The two biggest design goals were to be able to implement ID3v2 without disturbing old software too much and that ID3v2 should be as flexible and expandable as possible.
The first criterion is met by the simple fact that the MPEG decoding software uses a syncsignal, embedded in the audiostream, to 'lock on to' the audio. Since the ID3v2 tag doesn't contain a valid syncsignal, no software will attempt to play the tag. If, for any reason, coincidence make a syncsignal appear within the tag it will be taken care of by the 'unsynchronisation scheme' described in section 5.
The second criterion has made a more noticeable impact on the design of the ID3v2 tag. It is constructed as a container for several information blocks, called frames, whose format need not be known to the software that encounters them. At the start of every frame there is an identifier that explains the frames' format and content, and a size descriptor that allows software to skip unknown frames.
If a total revision of the ID3v2 tag should be needed, there is a version number and a size descriptor in the ID3v2 header.
The ID3 tag described in this document is mainly targeted at files encoded with MPEG-1/2 layer I, MPEG-1/2 layer II, MPEG-1/2 layer III and MPEG-2.5, but may work with other types of encoded audio.

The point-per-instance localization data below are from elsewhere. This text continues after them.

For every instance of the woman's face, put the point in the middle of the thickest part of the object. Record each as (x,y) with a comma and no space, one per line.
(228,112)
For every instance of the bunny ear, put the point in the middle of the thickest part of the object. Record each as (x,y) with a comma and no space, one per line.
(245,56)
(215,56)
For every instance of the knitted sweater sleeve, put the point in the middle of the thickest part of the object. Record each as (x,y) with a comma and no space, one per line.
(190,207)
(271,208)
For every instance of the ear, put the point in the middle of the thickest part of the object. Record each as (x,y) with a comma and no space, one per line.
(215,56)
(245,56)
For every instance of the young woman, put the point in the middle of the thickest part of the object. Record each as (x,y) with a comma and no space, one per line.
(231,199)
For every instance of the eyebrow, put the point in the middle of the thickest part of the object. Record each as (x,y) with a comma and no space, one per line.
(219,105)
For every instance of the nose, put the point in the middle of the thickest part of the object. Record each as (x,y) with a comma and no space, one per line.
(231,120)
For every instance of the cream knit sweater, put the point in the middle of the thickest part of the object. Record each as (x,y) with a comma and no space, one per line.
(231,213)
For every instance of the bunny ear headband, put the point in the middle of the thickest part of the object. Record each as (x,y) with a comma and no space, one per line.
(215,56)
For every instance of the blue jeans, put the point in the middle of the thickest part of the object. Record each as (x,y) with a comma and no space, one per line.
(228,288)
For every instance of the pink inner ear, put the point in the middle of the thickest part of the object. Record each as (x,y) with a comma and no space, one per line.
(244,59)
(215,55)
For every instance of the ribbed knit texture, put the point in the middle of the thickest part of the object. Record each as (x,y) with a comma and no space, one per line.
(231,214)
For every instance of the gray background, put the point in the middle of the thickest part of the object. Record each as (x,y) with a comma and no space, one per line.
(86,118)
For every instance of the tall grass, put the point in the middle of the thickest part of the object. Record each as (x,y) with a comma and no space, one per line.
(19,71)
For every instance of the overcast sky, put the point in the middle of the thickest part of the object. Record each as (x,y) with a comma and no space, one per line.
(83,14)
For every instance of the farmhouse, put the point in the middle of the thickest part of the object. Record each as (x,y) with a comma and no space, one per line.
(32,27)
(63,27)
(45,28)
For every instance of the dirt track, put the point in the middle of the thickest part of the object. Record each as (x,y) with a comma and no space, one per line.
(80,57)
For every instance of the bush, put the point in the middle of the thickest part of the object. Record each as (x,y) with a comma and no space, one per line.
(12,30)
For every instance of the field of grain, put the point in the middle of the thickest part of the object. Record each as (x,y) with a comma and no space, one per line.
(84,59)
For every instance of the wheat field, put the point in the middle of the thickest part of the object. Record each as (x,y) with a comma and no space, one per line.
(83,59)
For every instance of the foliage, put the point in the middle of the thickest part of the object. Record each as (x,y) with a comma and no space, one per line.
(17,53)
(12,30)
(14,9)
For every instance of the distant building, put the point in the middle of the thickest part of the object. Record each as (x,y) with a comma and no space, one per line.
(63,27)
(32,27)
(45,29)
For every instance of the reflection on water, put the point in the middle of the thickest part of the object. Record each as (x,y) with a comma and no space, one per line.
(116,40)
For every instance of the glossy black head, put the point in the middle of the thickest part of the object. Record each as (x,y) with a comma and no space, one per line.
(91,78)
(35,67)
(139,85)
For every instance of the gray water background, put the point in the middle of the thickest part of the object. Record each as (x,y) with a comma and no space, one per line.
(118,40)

The bitorder in ID3v2 is most significant bit first (MSB). The byteorder in multibyte numbers is most significant byte first (e.g. $12345678 would be encoded $12 34 56 78).
It is permitted to include padding after all the final frame (at the end of the ID3 tag), making the size of all the frames together smaller than the size given in the head of the tag. A possible purpose of this padding is to allow for adding a few additional frames or enlarge existing frames within the tag without having to rewrite the entire file. The value of the padding bytes must be $00.

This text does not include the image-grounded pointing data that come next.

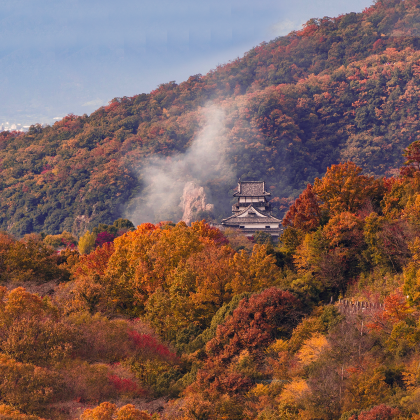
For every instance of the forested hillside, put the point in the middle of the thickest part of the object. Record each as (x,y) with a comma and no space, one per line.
(344,88)
(177,322)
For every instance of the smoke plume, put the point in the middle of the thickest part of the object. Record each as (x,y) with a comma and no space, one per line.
(164,178)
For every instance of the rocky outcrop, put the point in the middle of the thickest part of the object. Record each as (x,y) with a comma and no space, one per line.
(194,200)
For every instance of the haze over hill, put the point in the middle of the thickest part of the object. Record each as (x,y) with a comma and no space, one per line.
(342,88)
(72,57)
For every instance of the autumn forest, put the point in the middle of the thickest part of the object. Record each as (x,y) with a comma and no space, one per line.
(105,318)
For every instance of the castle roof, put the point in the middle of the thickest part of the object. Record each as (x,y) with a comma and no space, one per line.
(259,217)
(251,189)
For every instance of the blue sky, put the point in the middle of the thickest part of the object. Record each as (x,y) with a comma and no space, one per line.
(59,57)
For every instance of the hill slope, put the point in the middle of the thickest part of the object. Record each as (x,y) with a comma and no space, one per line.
(343,88)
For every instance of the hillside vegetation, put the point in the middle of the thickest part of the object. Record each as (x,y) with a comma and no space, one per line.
(344,88)
(168,321)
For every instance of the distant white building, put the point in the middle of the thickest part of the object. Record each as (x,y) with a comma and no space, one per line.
(252,211)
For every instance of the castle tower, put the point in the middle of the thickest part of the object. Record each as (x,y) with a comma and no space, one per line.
(252,211)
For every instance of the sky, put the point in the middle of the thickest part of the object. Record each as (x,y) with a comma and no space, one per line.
(72,56)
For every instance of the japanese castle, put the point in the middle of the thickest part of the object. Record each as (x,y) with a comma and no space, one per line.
(252,211)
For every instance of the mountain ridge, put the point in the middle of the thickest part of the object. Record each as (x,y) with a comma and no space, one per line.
(340,89)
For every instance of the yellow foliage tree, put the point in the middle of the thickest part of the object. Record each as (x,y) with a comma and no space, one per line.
(87,243)
(109,411)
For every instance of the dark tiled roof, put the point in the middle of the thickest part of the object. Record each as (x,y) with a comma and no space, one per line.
(251,189)
(257,220)
(264,218)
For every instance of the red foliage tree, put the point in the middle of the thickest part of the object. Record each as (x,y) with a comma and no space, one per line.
(380,412)
(304,213)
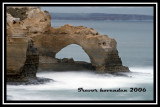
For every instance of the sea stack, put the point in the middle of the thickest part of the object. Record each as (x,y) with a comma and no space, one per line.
(32,40)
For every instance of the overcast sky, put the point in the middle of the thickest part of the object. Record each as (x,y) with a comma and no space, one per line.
(88,9)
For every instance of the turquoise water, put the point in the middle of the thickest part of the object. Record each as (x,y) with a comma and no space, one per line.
(135,46)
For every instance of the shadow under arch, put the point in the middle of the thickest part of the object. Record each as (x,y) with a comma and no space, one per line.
(74,51)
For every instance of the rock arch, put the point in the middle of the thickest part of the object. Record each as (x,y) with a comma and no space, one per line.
(73,51)
(36,24)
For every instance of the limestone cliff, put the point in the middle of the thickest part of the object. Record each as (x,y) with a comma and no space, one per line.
(36,24)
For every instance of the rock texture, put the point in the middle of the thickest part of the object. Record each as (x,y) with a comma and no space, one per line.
(36,24)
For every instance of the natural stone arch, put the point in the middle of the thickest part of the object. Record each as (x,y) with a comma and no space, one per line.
(48,40)
(73,51)
(101,49)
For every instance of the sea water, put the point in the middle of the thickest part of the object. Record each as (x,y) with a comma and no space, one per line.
(135,47)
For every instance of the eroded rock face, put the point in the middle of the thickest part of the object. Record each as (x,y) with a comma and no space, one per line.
(36,24)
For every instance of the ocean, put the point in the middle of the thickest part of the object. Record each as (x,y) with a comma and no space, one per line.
(135,47)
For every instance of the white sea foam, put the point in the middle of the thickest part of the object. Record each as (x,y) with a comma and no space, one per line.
(72,80)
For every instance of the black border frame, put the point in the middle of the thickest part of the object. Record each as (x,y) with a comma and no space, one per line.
(85,101)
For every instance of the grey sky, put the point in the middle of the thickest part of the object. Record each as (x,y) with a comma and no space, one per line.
(99,9)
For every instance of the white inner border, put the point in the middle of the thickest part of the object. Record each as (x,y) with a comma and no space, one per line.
(80,3)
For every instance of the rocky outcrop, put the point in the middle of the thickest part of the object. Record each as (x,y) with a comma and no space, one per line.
(36,24)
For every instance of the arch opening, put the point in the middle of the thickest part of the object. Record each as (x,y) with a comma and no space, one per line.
(73,51)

The ID3v2 tag header, which should be the first information in the file, is 10 bytes as follows:
ID3v2/file identifier | "ID3" | |
ID3v2 version | $03 00 | |
ID3v2 flags | %abc00000 | |
ID3v2 size | 4 * %0xxxxxxx |
The first three bytes of the tag are always "ID3" to indicate that this is an ID3v2 tag, directly followed by the two version bytes. The first byte of ID3v2 version is it's major version, while the second byte is its revision number. In this case this is ID3v2.3.0. All revisions are backwards compatible while major versions are not. If software with ID3v2.2.0 and below support should encounter version three or higher it should simply ignore the whole tag. Version and revision will never be $FF.
The version is followed by one the ID3v2 flags field, of which currently only three flags are used.
a - Unsynchronisation
Bit 7 in the 'ID3v2 flags' indicates whether or not unsynchronisation is used (see section 5 for details); a set bit indicates usage.
b - Extended header
The second bit (bit 6) indicates whether or not the header is followed by an extended header. The extended header is described in section 3.2.
c - Experimental indicator
The third bit (bit 5) should be used as an 'experimental indicator'. This flag should always be set when the tag is in an experimental stage.
All the other flags should be cleared. If one of these undefined flags are set that might mean that the tag is not readable for a parser that does not know the flags function.
The ID3v2 tag size is encoded with four bytes where the most significant bit (bit 7) is set to zero in every byte, making a total of 28 bits. The zeroed bits are ignored, so a 257 bytes long tag is represented as $00 00 02 01.
The ID3v2 tag size is the size of the complete tag after unsychronisation, including padding, excluding the header but not excluding the extended header (total tag size - 10). Only 28 bits (representing up to 256MB) are used in the size description to avoid the introducuction of 'false syncsignals'.
An ID3v2 tag can be detected with the following pattern:
$49 44 33 yy yy xx zz zz zz zz
Where yy is less than $FF, xx is the 'flags' byte and zz is less than $80.